LONESOME LIES BEFORE US

by Don Lee

Pub Date: June 6th, 2017
ISBN: 978-0-393-60881-6
Publisher: Norton

A down-on-his-luck alt-country singer gets another shot at stardom—if he really wants it.

Lee’s (The Collective, 2012, etc.) evocative descriptions of the inner lives of ordinary men and women are subtly devastating. Here he returns to his fictional hamlet of Rosarita Bay, a sleepy beach town in California loosely modeled on Half Moon Bay. This is the story of a country singer who can’t quite get his blues out from under his skin. Yadin Park was once a well-respected singer/songwriter who, after suffering bankruptcy and being diagnosed with a disease crippling his hearing, has been reduced to working as a carpet installer. He’s also in a half-hearted relationship with his boss’s daughter, Jeanette Matsuda. But as happens, over the course of a few weeks, everything changes. For Yadin, it’s the reappearance of his old flame and singing partner Mallory Wicks, a once-hot Nashville sensation whose star is fading.

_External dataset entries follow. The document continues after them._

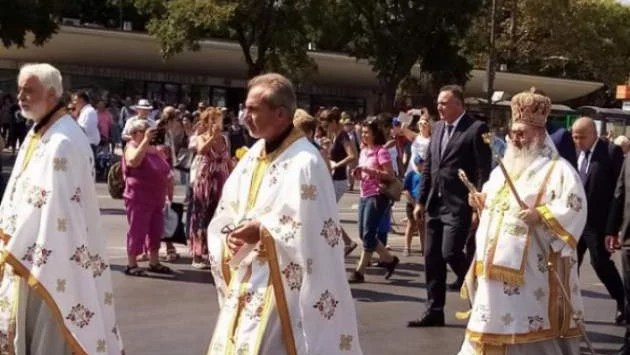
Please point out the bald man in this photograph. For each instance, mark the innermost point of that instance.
(599, 165)
(623, 142)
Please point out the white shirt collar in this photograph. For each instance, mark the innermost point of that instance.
(592, 147)
(456, 122)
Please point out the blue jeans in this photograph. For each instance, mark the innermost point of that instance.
(385, 225)
(371, 212)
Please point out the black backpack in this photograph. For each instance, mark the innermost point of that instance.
(116, 181)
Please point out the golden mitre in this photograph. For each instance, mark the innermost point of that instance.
(530, 107)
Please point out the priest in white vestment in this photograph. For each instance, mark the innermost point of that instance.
(55, 288)
(517, 304)
(275, 242)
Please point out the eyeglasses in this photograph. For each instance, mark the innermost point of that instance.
(229, 228)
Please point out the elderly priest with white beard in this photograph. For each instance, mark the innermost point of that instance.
(56, 293)
(521, 304)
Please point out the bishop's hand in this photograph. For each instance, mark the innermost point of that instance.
(248, 233)
(529, 216)
(477, 200)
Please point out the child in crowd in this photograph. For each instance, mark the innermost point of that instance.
(413, 180)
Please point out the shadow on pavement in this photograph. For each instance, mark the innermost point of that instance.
(362, 295)
(585, 351)
(594, 322)
(597, 337)
(593, 294)
(179, 275)
(113, 212)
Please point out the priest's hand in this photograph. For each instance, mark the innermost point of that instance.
(248, 233)
(612, 243)
(418, 212)
(529, 216)
(477, 200)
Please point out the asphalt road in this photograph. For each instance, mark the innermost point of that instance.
(176, 315)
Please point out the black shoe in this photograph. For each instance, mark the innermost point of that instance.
(430, 319)
(356, 278)
(391, 267)
(625, 350)
(620, 318)
(455, 286)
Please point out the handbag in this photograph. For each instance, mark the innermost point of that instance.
(392, 189)
(184, 159)
(171, 219)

It’s a bit as if Gram Parsons had sobered up and flamed out and Emmylou Harris dropped into town for a visit. Jeanette is a housekeeper at the ritzy resort where Mallory is staying but is also flirting with her pastor on the side. We soon learn that Yadin has secretly been recording a stripped-down album in his den: “Simple, quiet stuff,” he tells Mallory. “No frills, just slow, raw songs.” That description could just as well apply to Yadin’s life, which is upended when Mallory offers to sing backup and land him an album deal, all of which violates his original intentions. “He decided he would record this one last album, while he could still hear,” Lee writes. “Not as a comeback, not to try to revive his career, but as a coda, a valediction. A way to leave on his own terms, and say, I was here.” It’s not high drama, but as a sad, sweet portrait of a couple trying to come to terms with their own imperfections, it’s awfully compelling.

A forgiving portrayal of the risks inherent in asking what might have been.